Phase II Trials for Heterogeneous Patient Populations with a Time-to-Event Endpoint

SUMMARY

In this paper, we consider a single-arm phase II trial with a time-to-event end-point. We assume that the study population has multiple subpopulations with different prognosis, but the study treatment is expected to be similarly efficacious across the subpopulations. We review a stratified one-sample log-rank test and present its sample size calculation method under some practical design settings. Our sample size method requires specification of the prevalence of subpopulations. We observe that the power of the resulting sample size is not very sensitive to misspecification of the prevalence.

1 Introduction

Phase II trials are to sort out efficacious experimental therapies before proceeding to large scale phase III trials. The patient population of a phase II trial often consists of multiple subpopulations, called strata, with different prognosis. In this case, the final decision on the study treatment should adjust for the heterogeneity of the patient population.

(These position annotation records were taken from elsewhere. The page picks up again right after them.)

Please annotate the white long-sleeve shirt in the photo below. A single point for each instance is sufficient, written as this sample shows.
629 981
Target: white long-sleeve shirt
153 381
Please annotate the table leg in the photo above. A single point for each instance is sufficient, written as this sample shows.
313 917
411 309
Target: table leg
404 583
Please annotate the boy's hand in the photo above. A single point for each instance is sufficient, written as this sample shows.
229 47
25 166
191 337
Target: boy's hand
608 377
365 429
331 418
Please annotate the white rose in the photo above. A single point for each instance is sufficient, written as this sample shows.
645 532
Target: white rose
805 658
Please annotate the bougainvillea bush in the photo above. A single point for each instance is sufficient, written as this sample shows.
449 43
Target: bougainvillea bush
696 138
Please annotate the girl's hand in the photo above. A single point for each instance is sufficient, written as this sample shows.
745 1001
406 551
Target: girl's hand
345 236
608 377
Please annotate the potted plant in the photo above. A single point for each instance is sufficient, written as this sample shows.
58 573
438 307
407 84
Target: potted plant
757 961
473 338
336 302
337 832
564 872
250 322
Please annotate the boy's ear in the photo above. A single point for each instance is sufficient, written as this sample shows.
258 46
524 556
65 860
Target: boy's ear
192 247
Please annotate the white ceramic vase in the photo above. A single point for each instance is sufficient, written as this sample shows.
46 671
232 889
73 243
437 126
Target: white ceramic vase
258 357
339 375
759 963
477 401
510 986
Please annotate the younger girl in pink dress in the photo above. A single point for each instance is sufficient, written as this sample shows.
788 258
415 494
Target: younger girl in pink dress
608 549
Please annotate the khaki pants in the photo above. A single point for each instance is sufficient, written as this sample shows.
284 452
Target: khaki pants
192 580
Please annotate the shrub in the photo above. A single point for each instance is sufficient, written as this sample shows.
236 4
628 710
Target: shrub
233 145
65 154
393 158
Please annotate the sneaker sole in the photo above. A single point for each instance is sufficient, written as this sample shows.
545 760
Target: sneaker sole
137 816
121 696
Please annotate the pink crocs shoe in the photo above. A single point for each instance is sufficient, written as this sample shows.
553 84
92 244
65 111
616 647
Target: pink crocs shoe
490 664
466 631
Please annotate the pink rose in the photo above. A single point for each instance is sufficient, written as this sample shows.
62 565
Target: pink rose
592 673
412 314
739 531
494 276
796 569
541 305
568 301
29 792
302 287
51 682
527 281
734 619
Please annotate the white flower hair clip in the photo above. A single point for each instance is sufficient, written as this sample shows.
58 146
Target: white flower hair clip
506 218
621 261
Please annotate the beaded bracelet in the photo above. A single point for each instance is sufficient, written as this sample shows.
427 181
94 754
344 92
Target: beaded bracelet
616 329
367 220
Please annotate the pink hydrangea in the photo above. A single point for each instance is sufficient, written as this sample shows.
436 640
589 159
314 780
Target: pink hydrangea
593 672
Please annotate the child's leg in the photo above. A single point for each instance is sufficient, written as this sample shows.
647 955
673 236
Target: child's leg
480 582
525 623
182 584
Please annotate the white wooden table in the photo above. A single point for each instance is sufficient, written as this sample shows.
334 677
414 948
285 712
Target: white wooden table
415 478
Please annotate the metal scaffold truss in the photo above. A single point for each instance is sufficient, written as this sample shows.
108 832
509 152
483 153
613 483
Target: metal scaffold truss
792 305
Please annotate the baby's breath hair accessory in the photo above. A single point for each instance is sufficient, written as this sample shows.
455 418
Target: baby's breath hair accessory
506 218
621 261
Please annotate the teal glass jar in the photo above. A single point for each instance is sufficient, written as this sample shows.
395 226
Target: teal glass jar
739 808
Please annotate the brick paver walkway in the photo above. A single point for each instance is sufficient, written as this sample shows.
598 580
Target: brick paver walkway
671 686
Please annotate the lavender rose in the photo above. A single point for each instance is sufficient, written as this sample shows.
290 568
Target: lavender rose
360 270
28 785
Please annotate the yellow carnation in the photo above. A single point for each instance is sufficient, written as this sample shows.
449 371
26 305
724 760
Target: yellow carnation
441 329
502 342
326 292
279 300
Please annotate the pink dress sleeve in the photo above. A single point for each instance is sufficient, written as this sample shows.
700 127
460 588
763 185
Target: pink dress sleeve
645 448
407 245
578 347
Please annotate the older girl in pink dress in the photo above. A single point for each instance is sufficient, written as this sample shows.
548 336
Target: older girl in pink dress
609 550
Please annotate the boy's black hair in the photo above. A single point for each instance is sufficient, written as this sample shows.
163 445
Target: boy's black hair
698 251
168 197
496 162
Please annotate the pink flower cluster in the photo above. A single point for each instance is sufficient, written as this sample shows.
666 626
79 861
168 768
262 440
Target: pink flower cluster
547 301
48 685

If we randomize patients between a control arm and an experimental arm, then the distribution of patient characteristics defining the strata is expected to be similar between the two arms, so that a univariate analysis ignoring the heterogeneity of patient population is still valid, e.g. Jung (2013). In order to expedite the procedure, however, phase II cancer clinical trials are traditionally designed using a single-arm design treating patients with an experimental treatment only whose efficacy will be compared with a historical control. In a single-arm phase II trial, we hardly can expect the distribution of patient characteristics to be similar to that of a historical control.

Stratified analysis is a popular statistical method to handle the heterogeneity of a study population. One of the most common primary endpoints in phase II cancer clinical trials is tumor response which is a binary variable indicating the size of an index tumor has changed substantially during or following treatment (Simon 1989, Jung et al. 2004). When the clinical outcome is tumor response, London and Chang (2005) and Sposto and Gaynon (2009) propose stratified testing method for single-arm phase II trials. Jung, Chang and Kang (2012) investigate the impact of the standard unstratified testing on type I error and power control when the prevalence of strata are misspecified at the design stage.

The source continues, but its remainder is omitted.